So, this week we had Mathieu Jacomy from Sciences-Po, Paris to visit us and he gave a really great Workshop on Gephi and the various scientometrics tools made by the Médialab, such as ScienceScape and Table 2 Net. With these tools, you have infinitely many ways to combine data to do network analysis. You just need category data formatted in a csv file to be able to map away!
Especially the second part was great, where Mathieu changed the direction of the workshop to a problem that I had ventilated, namely to create dynamic maps that could be animated on the screen. You can see this below, but first some preliminaries based on a static visualisation. Here’s a photo of Mathieu and our benefactor and workshop participant, professor Sándor Darányi. This workshop was organized by my dear colleague Nasrine Olson in association with the Strategic Research Program in Data Science.
Static view
Here is a static image containing keywords related to the journal titles in which the articles having the keywords were published in. The data set covers the years 1956 to 2014 and publication data is harvested from Web of Science, see below for a thorough description of the data. In all 8500 papers were browsed for keywords and for clarity, only keywords and journal tiles occurring more than 50 times (111 nodes, 986 edges) are shown in the visualisation to the right (click to enlarge).

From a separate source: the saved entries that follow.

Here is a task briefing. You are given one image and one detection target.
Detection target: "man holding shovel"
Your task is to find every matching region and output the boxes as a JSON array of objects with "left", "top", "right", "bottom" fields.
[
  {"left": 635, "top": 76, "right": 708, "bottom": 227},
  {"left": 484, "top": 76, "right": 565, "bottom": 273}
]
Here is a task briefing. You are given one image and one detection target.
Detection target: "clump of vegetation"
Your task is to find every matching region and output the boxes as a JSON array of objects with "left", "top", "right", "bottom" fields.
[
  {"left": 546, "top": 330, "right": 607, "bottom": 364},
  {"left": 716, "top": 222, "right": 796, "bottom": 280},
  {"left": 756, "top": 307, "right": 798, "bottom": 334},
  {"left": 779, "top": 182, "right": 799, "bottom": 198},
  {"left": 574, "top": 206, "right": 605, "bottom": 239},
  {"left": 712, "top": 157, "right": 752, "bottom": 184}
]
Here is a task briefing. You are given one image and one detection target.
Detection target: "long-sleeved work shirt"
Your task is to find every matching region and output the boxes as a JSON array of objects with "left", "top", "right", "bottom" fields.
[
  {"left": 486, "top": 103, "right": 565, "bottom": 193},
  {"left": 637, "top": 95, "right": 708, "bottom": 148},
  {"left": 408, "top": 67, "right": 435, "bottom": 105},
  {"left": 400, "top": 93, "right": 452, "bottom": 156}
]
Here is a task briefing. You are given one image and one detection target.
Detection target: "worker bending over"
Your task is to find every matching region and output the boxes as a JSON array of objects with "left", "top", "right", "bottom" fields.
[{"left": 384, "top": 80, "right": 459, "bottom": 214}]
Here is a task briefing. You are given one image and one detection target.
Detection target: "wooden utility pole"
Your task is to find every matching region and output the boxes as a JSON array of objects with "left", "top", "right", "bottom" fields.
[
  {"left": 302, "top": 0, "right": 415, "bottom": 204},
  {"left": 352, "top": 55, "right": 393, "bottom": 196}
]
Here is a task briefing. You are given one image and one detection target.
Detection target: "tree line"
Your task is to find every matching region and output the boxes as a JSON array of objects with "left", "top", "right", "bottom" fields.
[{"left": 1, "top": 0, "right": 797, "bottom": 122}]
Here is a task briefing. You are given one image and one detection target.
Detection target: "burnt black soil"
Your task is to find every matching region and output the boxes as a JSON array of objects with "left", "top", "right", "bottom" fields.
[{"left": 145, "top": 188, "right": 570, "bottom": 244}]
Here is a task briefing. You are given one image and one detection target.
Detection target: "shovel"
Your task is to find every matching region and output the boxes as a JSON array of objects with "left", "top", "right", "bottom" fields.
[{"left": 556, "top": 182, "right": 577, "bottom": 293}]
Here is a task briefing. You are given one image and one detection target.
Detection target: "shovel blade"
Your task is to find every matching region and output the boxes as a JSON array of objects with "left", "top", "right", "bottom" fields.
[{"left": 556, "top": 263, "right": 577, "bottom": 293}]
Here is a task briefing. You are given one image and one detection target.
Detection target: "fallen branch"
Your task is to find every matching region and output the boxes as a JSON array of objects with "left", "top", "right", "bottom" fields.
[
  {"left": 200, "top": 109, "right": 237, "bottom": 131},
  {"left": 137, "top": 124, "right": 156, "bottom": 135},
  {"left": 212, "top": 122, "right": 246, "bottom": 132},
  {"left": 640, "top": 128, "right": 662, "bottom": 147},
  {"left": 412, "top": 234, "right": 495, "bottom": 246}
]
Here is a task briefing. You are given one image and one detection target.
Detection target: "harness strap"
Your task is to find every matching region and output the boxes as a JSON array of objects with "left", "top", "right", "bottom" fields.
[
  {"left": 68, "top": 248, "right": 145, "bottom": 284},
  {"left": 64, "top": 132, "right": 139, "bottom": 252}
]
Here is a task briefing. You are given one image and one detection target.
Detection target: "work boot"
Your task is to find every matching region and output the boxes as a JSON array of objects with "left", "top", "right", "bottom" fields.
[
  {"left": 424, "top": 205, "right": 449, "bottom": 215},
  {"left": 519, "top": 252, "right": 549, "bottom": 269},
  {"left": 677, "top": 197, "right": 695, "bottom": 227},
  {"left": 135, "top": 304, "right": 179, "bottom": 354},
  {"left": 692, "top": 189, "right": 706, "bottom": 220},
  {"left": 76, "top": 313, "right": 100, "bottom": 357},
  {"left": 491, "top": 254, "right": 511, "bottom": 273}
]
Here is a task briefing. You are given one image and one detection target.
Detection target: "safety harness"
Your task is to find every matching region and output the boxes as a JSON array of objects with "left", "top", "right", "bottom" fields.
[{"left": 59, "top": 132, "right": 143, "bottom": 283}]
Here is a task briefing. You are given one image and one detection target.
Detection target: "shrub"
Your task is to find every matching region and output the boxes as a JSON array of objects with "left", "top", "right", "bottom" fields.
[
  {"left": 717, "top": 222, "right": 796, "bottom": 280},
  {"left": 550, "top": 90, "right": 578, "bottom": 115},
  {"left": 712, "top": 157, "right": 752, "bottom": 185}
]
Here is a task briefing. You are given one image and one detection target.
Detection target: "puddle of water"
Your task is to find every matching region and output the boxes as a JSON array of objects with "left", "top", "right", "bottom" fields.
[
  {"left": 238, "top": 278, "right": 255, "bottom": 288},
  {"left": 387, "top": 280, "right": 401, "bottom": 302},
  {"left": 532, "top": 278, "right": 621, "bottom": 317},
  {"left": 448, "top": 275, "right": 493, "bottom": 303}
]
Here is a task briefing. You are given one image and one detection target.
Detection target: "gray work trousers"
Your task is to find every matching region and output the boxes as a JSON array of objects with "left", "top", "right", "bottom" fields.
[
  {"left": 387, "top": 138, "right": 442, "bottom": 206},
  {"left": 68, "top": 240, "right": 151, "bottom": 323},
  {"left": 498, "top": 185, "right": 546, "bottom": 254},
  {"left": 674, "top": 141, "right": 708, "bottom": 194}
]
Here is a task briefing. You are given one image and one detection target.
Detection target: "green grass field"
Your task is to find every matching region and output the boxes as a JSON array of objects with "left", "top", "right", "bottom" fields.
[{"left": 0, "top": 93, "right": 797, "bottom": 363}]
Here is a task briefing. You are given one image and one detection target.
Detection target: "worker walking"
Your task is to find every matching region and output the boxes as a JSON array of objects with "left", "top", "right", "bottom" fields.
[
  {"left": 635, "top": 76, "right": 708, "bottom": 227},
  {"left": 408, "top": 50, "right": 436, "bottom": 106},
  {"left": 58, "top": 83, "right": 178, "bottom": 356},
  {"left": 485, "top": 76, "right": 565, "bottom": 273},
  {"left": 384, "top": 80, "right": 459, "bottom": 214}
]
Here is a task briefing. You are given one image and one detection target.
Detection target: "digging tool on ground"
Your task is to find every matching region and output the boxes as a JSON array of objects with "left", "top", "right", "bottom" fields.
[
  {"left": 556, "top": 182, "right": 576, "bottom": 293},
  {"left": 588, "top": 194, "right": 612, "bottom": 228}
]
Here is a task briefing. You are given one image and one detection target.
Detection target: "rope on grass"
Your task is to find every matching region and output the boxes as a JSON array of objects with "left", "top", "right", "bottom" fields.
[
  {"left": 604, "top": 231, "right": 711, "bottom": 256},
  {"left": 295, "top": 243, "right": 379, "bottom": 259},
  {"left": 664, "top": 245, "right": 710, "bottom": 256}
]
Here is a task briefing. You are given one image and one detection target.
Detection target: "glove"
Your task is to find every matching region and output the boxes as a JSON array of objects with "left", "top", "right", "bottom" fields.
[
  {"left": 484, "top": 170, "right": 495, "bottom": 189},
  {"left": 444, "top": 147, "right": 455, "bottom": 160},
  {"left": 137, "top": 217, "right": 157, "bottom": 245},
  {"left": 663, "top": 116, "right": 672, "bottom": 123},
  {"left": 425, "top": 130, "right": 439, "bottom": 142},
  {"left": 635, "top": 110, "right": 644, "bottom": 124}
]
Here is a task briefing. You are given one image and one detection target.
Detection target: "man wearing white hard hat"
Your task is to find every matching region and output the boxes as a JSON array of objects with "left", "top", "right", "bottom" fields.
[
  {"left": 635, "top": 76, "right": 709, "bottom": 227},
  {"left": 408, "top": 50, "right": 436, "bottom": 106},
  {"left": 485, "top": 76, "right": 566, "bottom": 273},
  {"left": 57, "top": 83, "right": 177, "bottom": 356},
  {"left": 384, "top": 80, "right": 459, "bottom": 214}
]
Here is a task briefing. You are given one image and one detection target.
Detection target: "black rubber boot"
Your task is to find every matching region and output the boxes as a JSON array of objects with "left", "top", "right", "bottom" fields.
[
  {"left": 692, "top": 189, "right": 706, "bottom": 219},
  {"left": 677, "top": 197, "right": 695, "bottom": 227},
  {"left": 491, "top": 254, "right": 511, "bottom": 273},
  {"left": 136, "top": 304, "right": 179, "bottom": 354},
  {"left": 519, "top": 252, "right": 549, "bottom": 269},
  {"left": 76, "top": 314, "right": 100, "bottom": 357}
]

In the workshop we worked with metric data from Web of Science. In my case, I had downloaded article entries pertaining to refugee studies which is the wider area of a pre study for a research project I am involved in right now. The project, led by our new professor at University of Borås, Annemaree Lloyd, is about gaining knowledge information needs of refugees as they enter a new country/continent.
In this set about 8.500 papers/reviews in the social sciences (psychiatry and public health excluded) are searched for keywords and journal tiles using the Medialab tools.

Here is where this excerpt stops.